The Day KL Divergence Was Small

"I'm getting along with Riku really well today."

Yuki said with a puzzled look.

"Really? Am I?" Riku tilted his head.

Aoi laughed. "Your KL divergence must be small."

"KL... what?"

"Kullback-Leibler divergence. A measure of distance between two probability distributions."

Yuki opened her notebook. "Distance between probability distributions?"

"Human thought can be viewed as a kind of probability distribution. What you prioritize, what you tend to think about."

Riku showed interest. "So you're saying my thought distribution is close to Yuki's?"

"Exactly. D_KL(P||Q) = Σ P(x) log(P(x)/Q(x)). It measures the difference of distribution Q from distribution P's perspective."

Yuki pondered. "Why not just use regular distance? Why KL divergence?"

"Good question. KL divergence is asymmetric. D_KL(P||Q) ≠ D_KL(Q||P)."

"Asymmetric?"

"Viewing Q from P's perspective is different from viewing P from Q's perspective."

Aoi gave an example. "You understanding someone versus them understanding you isn't symmetric."

Riku slapped his knee. "True!
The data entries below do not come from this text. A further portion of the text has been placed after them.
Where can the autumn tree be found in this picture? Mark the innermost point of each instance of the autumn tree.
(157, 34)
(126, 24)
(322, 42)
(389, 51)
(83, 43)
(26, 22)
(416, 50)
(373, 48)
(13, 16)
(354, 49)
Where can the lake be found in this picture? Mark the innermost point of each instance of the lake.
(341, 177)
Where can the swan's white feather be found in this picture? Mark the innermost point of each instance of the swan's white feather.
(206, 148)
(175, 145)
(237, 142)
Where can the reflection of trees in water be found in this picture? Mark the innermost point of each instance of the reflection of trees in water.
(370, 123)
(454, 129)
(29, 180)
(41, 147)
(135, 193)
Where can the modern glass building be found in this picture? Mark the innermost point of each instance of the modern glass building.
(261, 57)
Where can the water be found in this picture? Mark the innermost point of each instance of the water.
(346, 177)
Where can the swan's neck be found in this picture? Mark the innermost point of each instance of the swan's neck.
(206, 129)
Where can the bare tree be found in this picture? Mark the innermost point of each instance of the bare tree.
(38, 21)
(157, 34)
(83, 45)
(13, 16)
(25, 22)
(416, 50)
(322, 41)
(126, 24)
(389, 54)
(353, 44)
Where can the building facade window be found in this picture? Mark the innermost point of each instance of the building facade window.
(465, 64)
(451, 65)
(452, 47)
It seems easier for Aoi-senpai to understand me than for me to understand her."

"That's the asymmetry of KL divergence."

Yuki wrote in her notes. "What happens when KL divergence is zero?"

"The two distributions match perfectly. Meaning you're thinking exactly the same."

"But that's not realistic, right?"

"Exactly. So being small is good enough. It's proof of mutual understanding."

Riku suddenly got serious. "So when we fight, KL divergence is large?"

"Probably. You're not correctly estimating the other's thought distribution."

Aoi continued. "In information theory, KL divergence can also be interpreted as the difference in surprise."

"Difference in surprise?"

"When someone with distribution P encounters an event from distribution Q, it's the degree to which they feel it's unexpected."

Yuki understood. "When values differ, the same event is received differently."

"Exactly. That's why communication becomes difficult when KL divergence is large."

Riku asked. "How do you make KL divergence smaller?"

"Through dialogue. Learning the other's probability distribution."

"Learning?"

"What they value, how they think. Collecting data and updating the model inside yourself."

Yuki nodded. "That's why when you spend time together, you understand each other better."

"It's statistical learning. The accuracy of estimating the other's distribution improves."

Aoi supplemented. "It's the same in machine learning. Estimating the true distribution from training data. The error is KL divergence."

"It's all connected," Riku was impressed.

Yuki suddenly asked. "What about KL divergence between yourself and your past self?"

"Interesting perspective. People grow. Values change. Meaning the probability distribution changes."

"Not understanding your old self anymore is also because KL divergence increased?"

"Exactly. Time changes distributions."

Riku laughed. "But today, Yuki and I have small KL divergence."

"Yeah. Today's easy to talk."

Aoi smiled. "That's because you both met each other halfway."

"Met halfway?"

"Respecting the other's distribution while adjusting yourself. It's an optimization problem."

Yuki summarized. "KL divergence is a ruler measuring the distance of understanding."

"And the effort to make it smaller is the essence of communication."

The three nodded quietly.

In the after-school classroom, three probability distributions gently overlapped.